FAST - Future Audio Sounds Thread

Blu3wolf

I was going to ask whether I should start a new thread for this tangent discussion, and then realised - If I was asking that question, clearly the answer was “yes”. So here we have FAST, the thread to discuss future audio and sounds.

@Dee-Jay:

Anyway … we have to deal with existing pilots and ATC voice frags and since we don’t have money to pay a professional studio to redo all the sound frags, and since we are already running low on Callsigns in the campaign, it is not about to change.

@Blu3wolf:

What would we need to have them redone? This seems like the sort of thing that could be done by students of media? People doing university studies, something like that? I could have a chat with some people in that field locally and ask if their students would be interested in producing that content, if I knew exactly what the team wanted that media to sound like. What sound bites, what tone/accent those sound bites should have, etc.

@Dee-Jay:

For each of the 14 voices, recording (with the right intonation), cleaning, cutting all the sample present in …:\Falcon BMS 4.35\Data\Sounds\F4Talk95v1-0-0.csv … plus some other that are not in 4.35 … plus some other that we would need.

Its that “plus some other” part that Id like to get some detail on, if its possible. I realise from my (limited) experience in production and post-production that a large part of that process is iterative - we get some audio, then want to go back and change it, assess the changes, decide we want more or perhaps just something different, etc etc. Step one of that process is to know what we want, or at least have a rough outline of what we want.

If this was a done deal and we had people keen to provide voice samples (and equipped, skilled, etc), would we stop at 14 volunteers? Or is it just that 14 voices is all Falcon 4.0 had, so its what we have been using forever? Would we want specifically american sounding voices? How about korean?

Is there a file that lists the text versions of the spoken audio? Is there additional voice lines we would want to add, given the choice? I guess Id like answers, if possible, from the devs, but I suppose any modders who had run into issues with wanting voice lines in BMS and those lines just not being available, now would be a good time to speak up (figuratively speaking, of course).

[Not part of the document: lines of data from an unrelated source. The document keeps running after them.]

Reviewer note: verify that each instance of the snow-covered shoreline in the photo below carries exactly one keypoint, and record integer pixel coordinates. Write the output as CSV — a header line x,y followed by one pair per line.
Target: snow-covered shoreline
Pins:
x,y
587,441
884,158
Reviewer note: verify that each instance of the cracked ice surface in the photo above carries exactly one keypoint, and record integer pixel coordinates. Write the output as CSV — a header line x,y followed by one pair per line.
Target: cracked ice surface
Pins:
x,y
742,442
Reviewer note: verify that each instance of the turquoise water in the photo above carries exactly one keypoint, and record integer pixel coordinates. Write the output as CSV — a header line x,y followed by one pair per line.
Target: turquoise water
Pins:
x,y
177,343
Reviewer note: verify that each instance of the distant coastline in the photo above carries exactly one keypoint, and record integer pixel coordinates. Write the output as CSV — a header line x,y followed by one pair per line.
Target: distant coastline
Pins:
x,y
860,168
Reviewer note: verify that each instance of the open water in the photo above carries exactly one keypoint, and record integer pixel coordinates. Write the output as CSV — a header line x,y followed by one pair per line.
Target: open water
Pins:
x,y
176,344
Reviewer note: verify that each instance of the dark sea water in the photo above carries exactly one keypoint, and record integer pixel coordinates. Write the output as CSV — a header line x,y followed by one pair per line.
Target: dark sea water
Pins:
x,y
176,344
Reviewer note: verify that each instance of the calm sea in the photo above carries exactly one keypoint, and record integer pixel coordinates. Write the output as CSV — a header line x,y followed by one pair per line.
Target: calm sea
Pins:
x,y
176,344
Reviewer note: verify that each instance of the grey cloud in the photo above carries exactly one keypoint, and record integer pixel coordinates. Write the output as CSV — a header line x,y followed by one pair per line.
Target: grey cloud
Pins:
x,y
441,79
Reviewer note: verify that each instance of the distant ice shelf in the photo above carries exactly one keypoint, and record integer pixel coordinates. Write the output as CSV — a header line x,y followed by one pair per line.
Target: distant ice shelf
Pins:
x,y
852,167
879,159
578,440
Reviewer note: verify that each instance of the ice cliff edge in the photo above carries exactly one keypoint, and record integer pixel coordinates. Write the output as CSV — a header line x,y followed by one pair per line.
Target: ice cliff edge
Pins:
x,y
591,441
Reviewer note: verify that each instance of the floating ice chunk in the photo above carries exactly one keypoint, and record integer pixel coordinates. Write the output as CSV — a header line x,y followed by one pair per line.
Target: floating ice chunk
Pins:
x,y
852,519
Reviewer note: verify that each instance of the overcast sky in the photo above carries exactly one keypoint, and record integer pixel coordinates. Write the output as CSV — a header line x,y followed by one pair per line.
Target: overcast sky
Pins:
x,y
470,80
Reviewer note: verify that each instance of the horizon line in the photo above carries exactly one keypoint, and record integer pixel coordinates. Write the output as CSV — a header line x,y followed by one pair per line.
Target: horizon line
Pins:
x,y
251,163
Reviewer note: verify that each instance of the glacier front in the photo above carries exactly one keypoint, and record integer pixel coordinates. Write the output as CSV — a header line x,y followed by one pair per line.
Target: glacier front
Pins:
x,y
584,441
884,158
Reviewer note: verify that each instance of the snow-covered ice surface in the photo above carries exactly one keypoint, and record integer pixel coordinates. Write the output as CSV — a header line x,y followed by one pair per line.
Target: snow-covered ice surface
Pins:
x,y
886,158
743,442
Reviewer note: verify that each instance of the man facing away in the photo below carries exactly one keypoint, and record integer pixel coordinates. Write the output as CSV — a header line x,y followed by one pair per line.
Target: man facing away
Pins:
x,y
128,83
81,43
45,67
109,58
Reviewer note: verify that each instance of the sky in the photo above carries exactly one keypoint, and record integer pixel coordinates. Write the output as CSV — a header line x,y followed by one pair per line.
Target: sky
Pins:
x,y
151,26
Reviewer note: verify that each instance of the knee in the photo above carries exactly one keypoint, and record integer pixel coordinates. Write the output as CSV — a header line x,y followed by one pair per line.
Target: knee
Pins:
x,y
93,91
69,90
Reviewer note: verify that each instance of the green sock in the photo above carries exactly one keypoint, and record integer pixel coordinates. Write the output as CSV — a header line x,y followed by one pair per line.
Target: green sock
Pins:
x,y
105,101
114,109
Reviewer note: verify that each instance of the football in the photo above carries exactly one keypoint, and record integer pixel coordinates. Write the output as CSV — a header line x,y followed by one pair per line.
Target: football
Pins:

I see Khronik spent some time working with the voice audio. Was there much use made of the ability to generate new audio from TTS for arbitrary strings? Was that capability good enough to perhaps avoid needing to have real human voice actors?

Dee-Jay

I didn’t had the time to read (and understand) all yet, sorry I will a bit later …

Just a question: Are you speaking about real voices by actors or TTS?

Blu3wolf

Real voices by actors, if possible. However I am also wondering whether TTS might be well developed enough technology to do the job cheaper and just as well perhaps?

Im proposing that if we cant use TTS, we figure out what the audio needs to sound like, and what strings we want, and we contact media schools and universities to ask if their students are up for some ‘extra credit’ classes. They get credited for their voices - IF their work is good enough to use - and we get updated audio without paying an established studio. The down side being, it might take more time and effort, and the quality might be more variable, using volunteer students rather than a professional studio.

I guess Im also asking if anyone can maybe see a better alternative that Ive perhaps missed.

Dragon1-1

Why not call for volunteers on the forum? They won’t quite be professional quality, but do we really need that? There’s not much acting skill involved in saying things like “Golf”, “November”, “Two”, “Lead, you’re on fire” and “Leave the fat one for me.” All those people would need to do would be to say (and record) the list of lines the same way they would say them when flying in MP.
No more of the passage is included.